BELL: The first chapter of
Lucky was purely diary strips. The second I began extending the stories and making them into something more considered, less immediate. In doing that, the visual format changed too. When I take the storytelling more seriously, I take the art more seriously with it.
SPURGEON: A lot of your comics deal with uncomfortable moments, and, when applicable, what you've done to negotiate those moments. Is that something you find particularly interesting, the way life puts people into such moments and the abilities we bring to bear in order to get through them?
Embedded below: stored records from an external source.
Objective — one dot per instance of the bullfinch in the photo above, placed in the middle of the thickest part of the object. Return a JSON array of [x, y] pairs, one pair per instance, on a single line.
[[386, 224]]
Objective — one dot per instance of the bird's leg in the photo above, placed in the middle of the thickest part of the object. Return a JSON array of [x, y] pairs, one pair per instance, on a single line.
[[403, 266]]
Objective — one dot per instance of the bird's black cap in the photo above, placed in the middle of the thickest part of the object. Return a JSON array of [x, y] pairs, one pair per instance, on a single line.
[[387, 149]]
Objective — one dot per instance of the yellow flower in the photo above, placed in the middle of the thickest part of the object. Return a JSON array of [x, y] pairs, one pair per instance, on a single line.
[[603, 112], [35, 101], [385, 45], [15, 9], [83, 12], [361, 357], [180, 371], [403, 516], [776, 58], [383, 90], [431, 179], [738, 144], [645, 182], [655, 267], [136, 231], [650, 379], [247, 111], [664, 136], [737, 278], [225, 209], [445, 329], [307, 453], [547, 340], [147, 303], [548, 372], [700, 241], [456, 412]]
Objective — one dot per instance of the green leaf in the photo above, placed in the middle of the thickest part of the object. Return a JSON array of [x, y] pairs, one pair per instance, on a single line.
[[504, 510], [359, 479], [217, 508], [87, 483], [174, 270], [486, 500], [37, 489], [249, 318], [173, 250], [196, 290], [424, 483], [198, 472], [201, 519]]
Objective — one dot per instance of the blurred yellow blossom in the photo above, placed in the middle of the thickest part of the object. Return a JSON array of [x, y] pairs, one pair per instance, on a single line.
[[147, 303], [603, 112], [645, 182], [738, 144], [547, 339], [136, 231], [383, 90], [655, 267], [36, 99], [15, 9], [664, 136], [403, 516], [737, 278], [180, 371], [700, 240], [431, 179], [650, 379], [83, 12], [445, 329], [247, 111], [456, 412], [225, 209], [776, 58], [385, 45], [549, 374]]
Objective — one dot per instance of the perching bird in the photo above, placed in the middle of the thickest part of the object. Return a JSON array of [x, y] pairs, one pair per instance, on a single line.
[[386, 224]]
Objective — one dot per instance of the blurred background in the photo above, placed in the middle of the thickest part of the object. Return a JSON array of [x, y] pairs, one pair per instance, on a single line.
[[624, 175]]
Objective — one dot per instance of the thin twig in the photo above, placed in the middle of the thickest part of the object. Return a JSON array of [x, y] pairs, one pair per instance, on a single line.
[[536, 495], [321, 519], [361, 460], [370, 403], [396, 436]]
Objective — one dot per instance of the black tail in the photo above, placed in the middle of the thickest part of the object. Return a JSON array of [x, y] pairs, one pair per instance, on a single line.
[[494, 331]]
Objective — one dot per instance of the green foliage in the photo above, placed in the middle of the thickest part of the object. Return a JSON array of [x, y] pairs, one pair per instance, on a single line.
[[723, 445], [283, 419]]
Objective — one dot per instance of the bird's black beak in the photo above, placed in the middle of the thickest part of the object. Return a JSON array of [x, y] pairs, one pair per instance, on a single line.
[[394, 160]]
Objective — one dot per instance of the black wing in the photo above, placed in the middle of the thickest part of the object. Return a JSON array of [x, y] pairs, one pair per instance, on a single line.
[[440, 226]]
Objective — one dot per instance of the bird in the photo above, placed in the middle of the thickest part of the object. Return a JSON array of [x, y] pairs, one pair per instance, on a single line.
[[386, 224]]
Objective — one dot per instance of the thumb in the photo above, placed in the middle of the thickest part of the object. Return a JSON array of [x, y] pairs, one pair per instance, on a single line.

BELL: Yes. What interests me is stories about human relationships on all levels, but I am paradoxically afflicted with a terrible shyness and also maybe a sort of disdain for most people. It is an inspiring thing for me when I am forced by the circumstances of life to deal with the world around me. I generally don't draw comics that don't have some sort of human interaction. It's a sort of compelling struggle for me. So the uncomfortable moments in my comics are my awkward and fumbling attempts at understanding and communication with other people, which is the best I can do for now.
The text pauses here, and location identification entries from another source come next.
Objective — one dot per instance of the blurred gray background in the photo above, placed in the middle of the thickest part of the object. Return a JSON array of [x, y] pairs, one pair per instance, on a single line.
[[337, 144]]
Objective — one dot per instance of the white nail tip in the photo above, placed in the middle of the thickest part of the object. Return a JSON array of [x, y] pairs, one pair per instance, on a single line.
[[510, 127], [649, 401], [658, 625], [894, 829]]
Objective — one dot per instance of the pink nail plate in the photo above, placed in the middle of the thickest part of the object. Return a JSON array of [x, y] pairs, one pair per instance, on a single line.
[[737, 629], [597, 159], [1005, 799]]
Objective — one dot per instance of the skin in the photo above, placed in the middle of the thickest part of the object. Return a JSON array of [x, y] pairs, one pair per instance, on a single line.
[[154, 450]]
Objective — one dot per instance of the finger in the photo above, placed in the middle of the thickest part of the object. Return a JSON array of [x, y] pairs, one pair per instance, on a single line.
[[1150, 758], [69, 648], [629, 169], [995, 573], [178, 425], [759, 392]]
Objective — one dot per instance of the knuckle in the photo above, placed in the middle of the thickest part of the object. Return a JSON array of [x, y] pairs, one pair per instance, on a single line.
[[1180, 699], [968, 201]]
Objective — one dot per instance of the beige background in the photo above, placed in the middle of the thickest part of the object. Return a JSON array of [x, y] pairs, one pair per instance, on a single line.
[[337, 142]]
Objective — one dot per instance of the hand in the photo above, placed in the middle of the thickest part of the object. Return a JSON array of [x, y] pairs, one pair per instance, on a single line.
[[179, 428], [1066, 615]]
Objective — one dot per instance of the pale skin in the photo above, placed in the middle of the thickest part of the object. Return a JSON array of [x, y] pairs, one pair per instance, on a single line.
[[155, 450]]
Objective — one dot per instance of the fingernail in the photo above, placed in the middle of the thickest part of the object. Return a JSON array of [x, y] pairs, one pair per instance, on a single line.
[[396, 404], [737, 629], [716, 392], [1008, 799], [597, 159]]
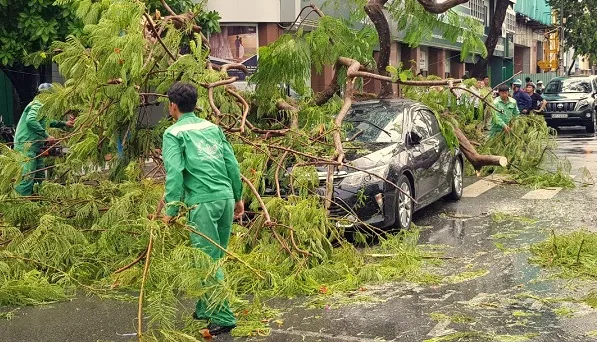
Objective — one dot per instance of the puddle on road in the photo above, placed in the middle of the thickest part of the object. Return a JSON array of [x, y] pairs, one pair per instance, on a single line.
[[511, 299]]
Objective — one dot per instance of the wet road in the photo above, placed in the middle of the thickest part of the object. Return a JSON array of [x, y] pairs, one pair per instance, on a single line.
[[491, 292]]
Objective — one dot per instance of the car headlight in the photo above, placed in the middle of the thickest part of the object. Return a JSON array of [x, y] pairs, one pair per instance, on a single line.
[[581, 104], [371, 176]]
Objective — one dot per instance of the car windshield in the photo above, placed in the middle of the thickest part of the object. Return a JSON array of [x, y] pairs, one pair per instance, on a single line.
[[379, 123], [569, 85]]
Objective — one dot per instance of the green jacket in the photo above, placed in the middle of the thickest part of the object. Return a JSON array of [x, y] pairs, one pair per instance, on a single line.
[[507, 111], [32, 129], [200, 164]]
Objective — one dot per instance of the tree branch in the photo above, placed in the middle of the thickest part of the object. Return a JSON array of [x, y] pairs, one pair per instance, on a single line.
[[332, 88], [374, 10], [440, 7], [268, 219]]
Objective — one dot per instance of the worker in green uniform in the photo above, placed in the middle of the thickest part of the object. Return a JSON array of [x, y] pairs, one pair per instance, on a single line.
[[202, 172], [507, 110], [30, 137]]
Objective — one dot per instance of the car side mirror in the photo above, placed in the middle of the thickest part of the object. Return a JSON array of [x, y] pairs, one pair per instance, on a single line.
[[414, 139]]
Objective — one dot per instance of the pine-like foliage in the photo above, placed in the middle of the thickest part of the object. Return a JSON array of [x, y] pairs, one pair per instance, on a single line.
[[88, 229]]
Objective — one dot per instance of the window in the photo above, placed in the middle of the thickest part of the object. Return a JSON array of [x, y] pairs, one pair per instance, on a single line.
[[477, 9], [425, 124], [432, 122], [511, 21], [569, 85]]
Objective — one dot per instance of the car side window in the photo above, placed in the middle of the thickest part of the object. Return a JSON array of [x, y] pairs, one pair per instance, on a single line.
[[420, 125]]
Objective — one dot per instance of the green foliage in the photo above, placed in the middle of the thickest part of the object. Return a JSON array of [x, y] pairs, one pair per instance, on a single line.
[[415, 25], [30, 26], [572, 256]]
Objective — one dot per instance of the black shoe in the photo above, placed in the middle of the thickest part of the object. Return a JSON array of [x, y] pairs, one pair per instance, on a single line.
[[199, 318], [215, 329]]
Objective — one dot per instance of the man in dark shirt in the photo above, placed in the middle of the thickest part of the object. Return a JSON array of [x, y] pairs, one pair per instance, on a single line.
[[523, 100], [538, 101]]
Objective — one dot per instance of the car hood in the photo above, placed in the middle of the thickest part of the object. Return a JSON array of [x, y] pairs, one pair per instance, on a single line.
[[565, 96], [367, 156]]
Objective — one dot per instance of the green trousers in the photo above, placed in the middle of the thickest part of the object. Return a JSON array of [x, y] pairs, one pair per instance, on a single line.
[[214, 219], [25, 187]]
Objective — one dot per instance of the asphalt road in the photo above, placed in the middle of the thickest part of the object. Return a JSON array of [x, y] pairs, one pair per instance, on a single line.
[[485, 234]]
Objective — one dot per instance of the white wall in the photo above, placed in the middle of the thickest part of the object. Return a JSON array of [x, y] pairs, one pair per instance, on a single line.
[[247, 11]]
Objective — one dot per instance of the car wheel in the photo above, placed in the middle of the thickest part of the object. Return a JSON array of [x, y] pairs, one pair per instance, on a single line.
[[457, 180], [591, 127], [404, 203]]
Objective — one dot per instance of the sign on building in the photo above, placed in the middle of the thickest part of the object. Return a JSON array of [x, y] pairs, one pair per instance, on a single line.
[[235, 44]]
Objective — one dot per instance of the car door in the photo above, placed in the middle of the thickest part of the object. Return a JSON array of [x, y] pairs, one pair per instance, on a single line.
[[443, 165], [424, 155]]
SPURGEON: One thing I like about your comics is how gracefully you switch perspectives. How do you block out your comics in terms of what you'll show and from what angle? Is it just a matter of keeping things visually interesting, or in something like the strip about your mother reading, does the perspective you choose to show part of the mood or the feeling you're trying to get across to the reader?
BELL: I don't really think about perspective that much. The thing I think about a lot nowadays is whether a thing in a comic is necessary to the story. I want the story to be clear, and I don't want my audience to have to read it again and again to figure out what's going on, but in the past year or two I've been constantly asking myself about each element of my story "Is this necessary?" I
think (I can't say for sure) that the trick to effective changes in perspective is to not have any extraneous panels to clutter it up and call attention to itself. Nowadays I find that if I find the panel tiresome or boring to do, it often means it's extraneous.
SPURGEON: What cartoonists do you
find funny and why?
BELL: I think
Karen Sneider is very funny. She is a highly developed comedienne but also knows how to draw and tell a story. Also I just got a comic called
Fart Party by Julia Wertz. It's hard to explain why something is funny! She talks about a diarrhea mask at Christmas dinner with her new step-family. I can't really analyze the mechanics of the humor at work there!
*****
Lucky, Gabrielle Bell, Drawn & Quarterly, Softcover, 112 pages, November 2006, 189729901X (ISBN), $19.95
Drawn & Quarterly Showcase Book Four, Gabrielle Bell/Martin Cendreda/Dan Zettwoch, Drawn & Quarterly, Softcover, 102 pages, November 2006, 189659798X (ISBN), $14.95.